Bucket sort aggregation with actual documents

Hi team,

I wanted to get aggegatated data with pagination. So I have tried to use Bucket-Sort. I have referred this URL.

Now, I am able to get aggegatated data, but the problem is, I am able to get the only the key,aggegation and document count field in the Search response.

My query :

{
    "from": 0,
    "size": 0,
    "query": {
        "bool": {
            "must": [
                {
                    "query_string": {
                        "query": "name:hello*^10000.0",
                    }
                }
            ],
            "filter": [
                {
                    "terms": {
                        "locale": [
                            "XYZ",
                            "ABC"
                        ],
                        "boost": 1.0
                    }
                }
            ],
            "adjust_pure_negative": true,
            "boost": 1.0
        }
    },
    "aggregations": {
        "groupbyid": {
            "terms": {
                "field": "groupbyid.raw",
                "size": 10000
            },
            "aggs": {
                "test_bucket_sort": {
                    "bucket_sort": {
                        "size": 2,
                        "from": 3
                    }
                }
            }
        }
    }
}

The response which I get:

{
    "took": 16,
    "timed_out": false,
    "_shards": {
        "total": 4,
        "successful": 4,
        "skipped": 0,
        "failed": 0
    },
    "hits": {
        "total": {
            "value": 1311,
            "relation": "eq"
        },
        "max_score": null,
        "hits": []
    },
    "aggregations": {
        "groupbyid": {
            "doc_count_error_upper_bound": 0,
            "sum_other_doc_count": 0,
            "buckets": [
                {
                    "key": "id1",
                    "doc_count": 3
                },
                {
                    "key": "id3",
                    "doc_count": 3
                }
            ]
        }
    }
}

I wanted in each bucket all the 3 document source also. I have tried couple of things but seems it did not work.

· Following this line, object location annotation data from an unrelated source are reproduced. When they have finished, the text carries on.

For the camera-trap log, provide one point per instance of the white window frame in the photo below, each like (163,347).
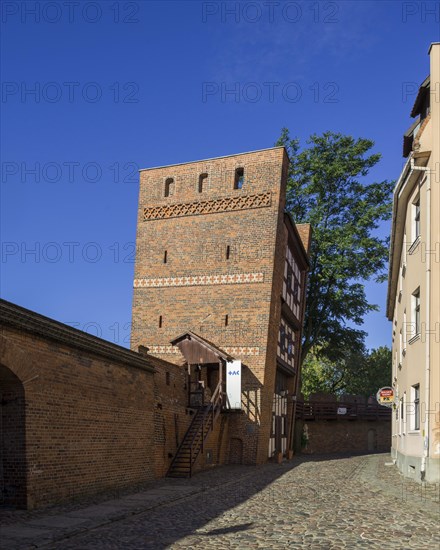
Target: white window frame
(414,411)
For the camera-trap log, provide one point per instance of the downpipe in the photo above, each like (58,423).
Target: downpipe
(427,317)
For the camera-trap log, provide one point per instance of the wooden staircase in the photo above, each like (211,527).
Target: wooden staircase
(193,442)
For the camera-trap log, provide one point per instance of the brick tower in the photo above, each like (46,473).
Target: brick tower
(218,257)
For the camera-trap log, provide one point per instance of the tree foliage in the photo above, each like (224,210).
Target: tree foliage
(358,373)
(326,188)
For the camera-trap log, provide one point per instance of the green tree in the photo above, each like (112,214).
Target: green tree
(357,373)
(326,188)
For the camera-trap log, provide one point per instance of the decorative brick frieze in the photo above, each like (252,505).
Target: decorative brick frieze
(200,280)
(225,204)
(236,351)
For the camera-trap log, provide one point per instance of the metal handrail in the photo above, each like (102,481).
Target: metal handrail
(210,410)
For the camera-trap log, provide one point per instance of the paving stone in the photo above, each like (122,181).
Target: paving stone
(317,504)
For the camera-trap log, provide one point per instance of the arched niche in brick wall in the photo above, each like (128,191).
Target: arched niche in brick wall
(12,440)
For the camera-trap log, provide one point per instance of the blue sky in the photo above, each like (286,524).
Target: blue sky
(92,91)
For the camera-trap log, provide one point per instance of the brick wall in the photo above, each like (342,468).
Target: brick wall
(171,416)
(89,420)
(186,242)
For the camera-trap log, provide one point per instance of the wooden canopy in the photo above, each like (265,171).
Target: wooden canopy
(198,351)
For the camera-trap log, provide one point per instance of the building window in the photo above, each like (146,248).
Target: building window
(239,178)
(169,187)
(416,311)
(416,218)
(415,398)
(202,179)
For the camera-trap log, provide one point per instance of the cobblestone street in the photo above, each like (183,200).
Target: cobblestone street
(316,503)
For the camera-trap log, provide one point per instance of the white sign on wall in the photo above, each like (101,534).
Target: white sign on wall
(233,383)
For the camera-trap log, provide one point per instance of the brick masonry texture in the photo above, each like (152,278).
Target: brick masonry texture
(73,423)
(206,257)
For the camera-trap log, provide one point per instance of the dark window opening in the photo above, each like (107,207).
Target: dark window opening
(416,297)
(417,218)
(417,407)
(239,178)
(169,187)
(202,180)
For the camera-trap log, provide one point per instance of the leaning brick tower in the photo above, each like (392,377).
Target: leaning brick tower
(211,248)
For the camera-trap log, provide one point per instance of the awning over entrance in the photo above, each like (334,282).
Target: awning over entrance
(198,351)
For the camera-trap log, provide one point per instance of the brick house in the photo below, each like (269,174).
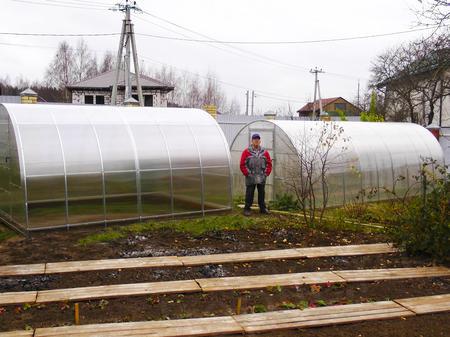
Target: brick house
(98,90)
(331,106)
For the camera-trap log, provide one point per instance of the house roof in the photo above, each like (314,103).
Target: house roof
(9,99)
(106,81)
(325,101)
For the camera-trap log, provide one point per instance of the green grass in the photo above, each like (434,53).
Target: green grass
(230,222)
(195,227)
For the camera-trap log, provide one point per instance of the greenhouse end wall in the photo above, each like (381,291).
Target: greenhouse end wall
(68,165)
(366,158)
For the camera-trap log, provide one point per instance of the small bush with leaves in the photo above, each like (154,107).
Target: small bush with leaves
(284,202)
(422,223)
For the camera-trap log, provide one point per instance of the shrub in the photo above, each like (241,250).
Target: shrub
(284,202)
(422,223)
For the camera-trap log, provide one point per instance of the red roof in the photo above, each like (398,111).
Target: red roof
(325,101)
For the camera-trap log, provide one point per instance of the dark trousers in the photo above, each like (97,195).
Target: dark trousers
(250,195)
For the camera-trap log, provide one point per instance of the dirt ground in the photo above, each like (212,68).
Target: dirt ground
(63,246)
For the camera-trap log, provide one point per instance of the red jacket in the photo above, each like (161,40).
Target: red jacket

I got this error when I have tried to use top_hits with include parameter

[bucket_sort] unknown field [_source]

I am on elasticsearch 7.7 version.

Please help me out of this.

Thanks in advance.

I suggest to look into composite aggregation, you can implement groupbyid as values source. I am not sure what you need bucket sort for, if you need sorting, you can sort in the composite aggregation. For retrieving the source of all documents in the bucket you can use scripted_metric, e.g.

"all_docs": {
  "scripted_metric": {
    "init_script": "state.docs = []",
    "map_script": "state.docs.add(new HashMap(params['_source']))",
    "combine_script": "return state.docs",
    "reduce_script": "def docs = []; for (s in states) {for (d in s) { docs.add(d);}}return docs"
  }
}

But be careful, if you have a lot of docs in a bucket, this can cause memory explosion.

Hi @Hendrik_Muhs,

Thank you for your reply. I wanted to use pagination + aggregation. So have used bucket sort.

Right now, was thinking to use composite aggregation as this using script, could be an expensive operation as you said.

Thanks